Flying is the safest form travel. You are twice as likely to die in a bus or subway accident than on a plane. What makes air travel deaths seem more prevalent is they tend to happen with greater numbers. Motorcycle deaths happen at a rate of more than 4,000 a year yet get little media coverage. Plane crashes are national news. I am old enough to remember the Tenerife disaster where two 747s collided on the runway killing 583 people. More recently in 1985, Japan Airlines flight 123 crashed into a mountainside killing 520 people. In my days of frequent travel, Alaska Airlines Flight 261 crashed into the Pacific Ocean. The plane was an MD-83 with a record of improper maintenance. Safe travel or not, I never flew on an MD-80 series plane again.

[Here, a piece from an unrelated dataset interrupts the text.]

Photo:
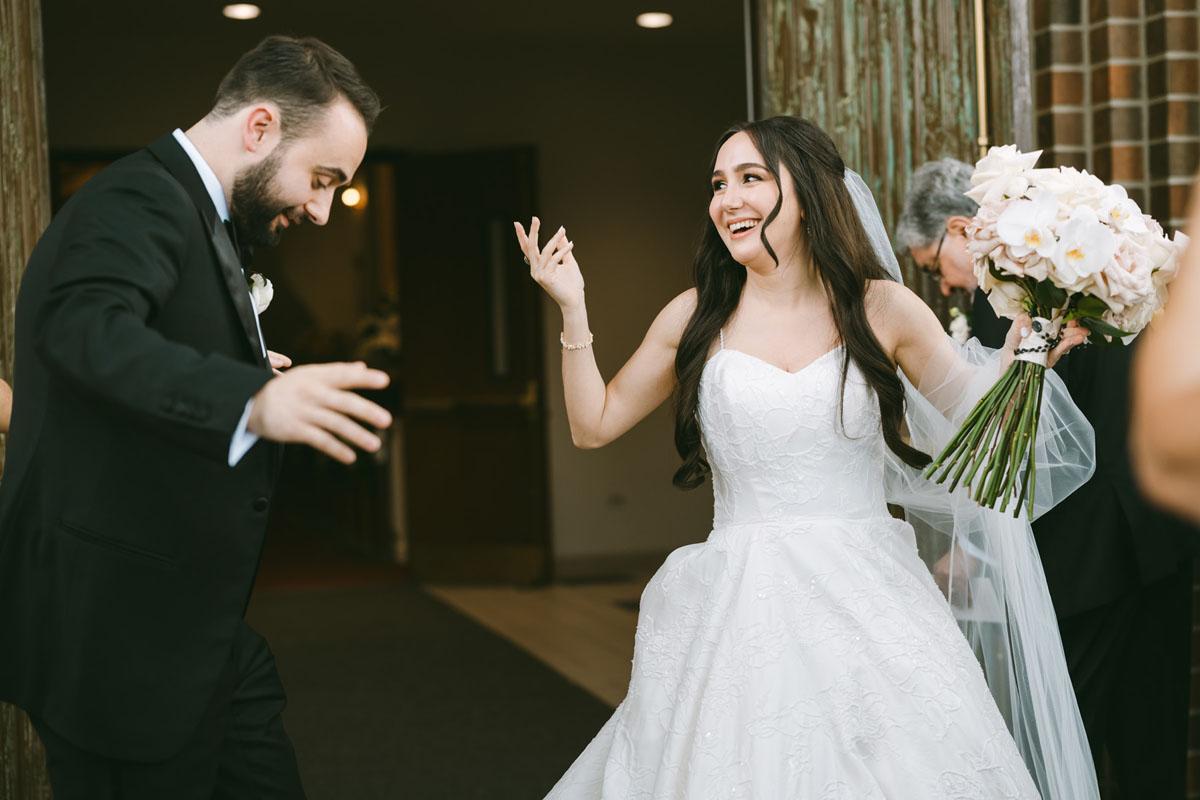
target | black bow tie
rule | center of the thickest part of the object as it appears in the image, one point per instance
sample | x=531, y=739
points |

Pigot is Canadian and centers his research on Canada but includes the United States and the United Kingdom. In modern times, much centers around the type of plane Douglas DC-10 and Lockheed Electras took more than their share of bad press, deserved or not. Americans may remember the DC-10 in American Airlines flight 191 in in 1979. After taking off from O’Hare its left engine detached and the plane fell to the ground killing 273 including two on the ground. Improper maintenance was the cause of the crash but people remember the plane that crashed. Another example is the Arrow DC-8 on December 12, 1985. Flying American peacekeeping troops home from Cairo, it crashed on take off in Newfoundland after re-fueling killing 256 people. Icing on the wings was determined to be the cause but a long history of poor and missing maintenance. The late 1970s turned deadly, not necessarily from aircraft design, but arguably government deregulation.

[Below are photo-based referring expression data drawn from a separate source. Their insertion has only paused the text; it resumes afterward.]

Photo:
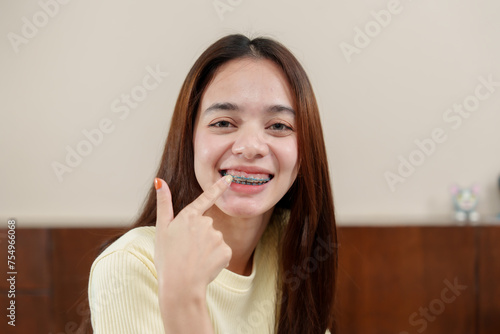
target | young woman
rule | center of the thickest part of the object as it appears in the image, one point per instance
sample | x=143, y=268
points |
x=238, y=233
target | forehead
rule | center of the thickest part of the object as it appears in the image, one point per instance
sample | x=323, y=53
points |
x=248, y=80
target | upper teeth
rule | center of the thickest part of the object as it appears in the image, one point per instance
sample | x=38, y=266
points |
x=246, y=180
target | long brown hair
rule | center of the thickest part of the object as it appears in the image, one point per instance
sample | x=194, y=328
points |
x=306, y=299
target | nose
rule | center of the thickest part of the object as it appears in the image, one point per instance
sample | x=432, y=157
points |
x=250, y=144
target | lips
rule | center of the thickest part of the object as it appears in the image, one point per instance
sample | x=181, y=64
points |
x=252, y=177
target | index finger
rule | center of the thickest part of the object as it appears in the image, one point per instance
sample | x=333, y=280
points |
x=210, y=196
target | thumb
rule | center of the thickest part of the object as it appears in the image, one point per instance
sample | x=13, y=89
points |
x=164, y=209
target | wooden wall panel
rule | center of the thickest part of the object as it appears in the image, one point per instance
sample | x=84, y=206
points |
x=489, y=280
x=74, y=250
x=387, y=275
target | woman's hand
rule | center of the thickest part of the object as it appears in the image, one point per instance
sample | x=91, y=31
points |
x=189, y=254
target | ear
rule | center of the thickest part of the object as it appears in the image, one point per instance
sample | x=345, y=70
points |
x=454, y=189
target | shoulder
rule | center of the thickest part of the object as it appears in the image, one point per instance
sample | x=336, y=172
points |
x=136, y=246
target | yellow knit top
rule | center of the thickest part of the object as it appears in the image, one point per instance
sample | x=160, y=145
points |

Aircraft design improved constantly since its introduction. All one has to do is look at the 1903 Wright Flyer, a dozen years later a Fokker, twenty years later a DC-3, twenty years later a 707. Design incorporated safety. Three major improvements were ground radio guidance which kept flights on course de-icing boots on the wings and most importantly jet engines. The change from piston engines to jets nearly eliminated all engine failures as the cause of crashes. Twin engine 767s were allowed to fly over sea routes because engine failure is extremely rare — 1 in 375,000 hours. Piston engines fail at a rate of 117 times that rate.

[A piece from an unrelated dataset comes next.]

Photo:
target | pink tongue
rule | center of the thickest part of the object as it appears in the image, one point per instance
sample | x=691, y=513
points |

Brace for Impact: Air Crashes and Aviation Safety show the continuing increase in aircraft safety from it’s totally unregulated beginnings to the 1970s bringing on deregulation. Although it is not spelled out directly in the book, today we see safer designed planes and it is rare that aircraft design is responsible for a crash. It is the human factor involved that is the cause today. A well-researched piece of aviation history applicable to both Canadians and Americans.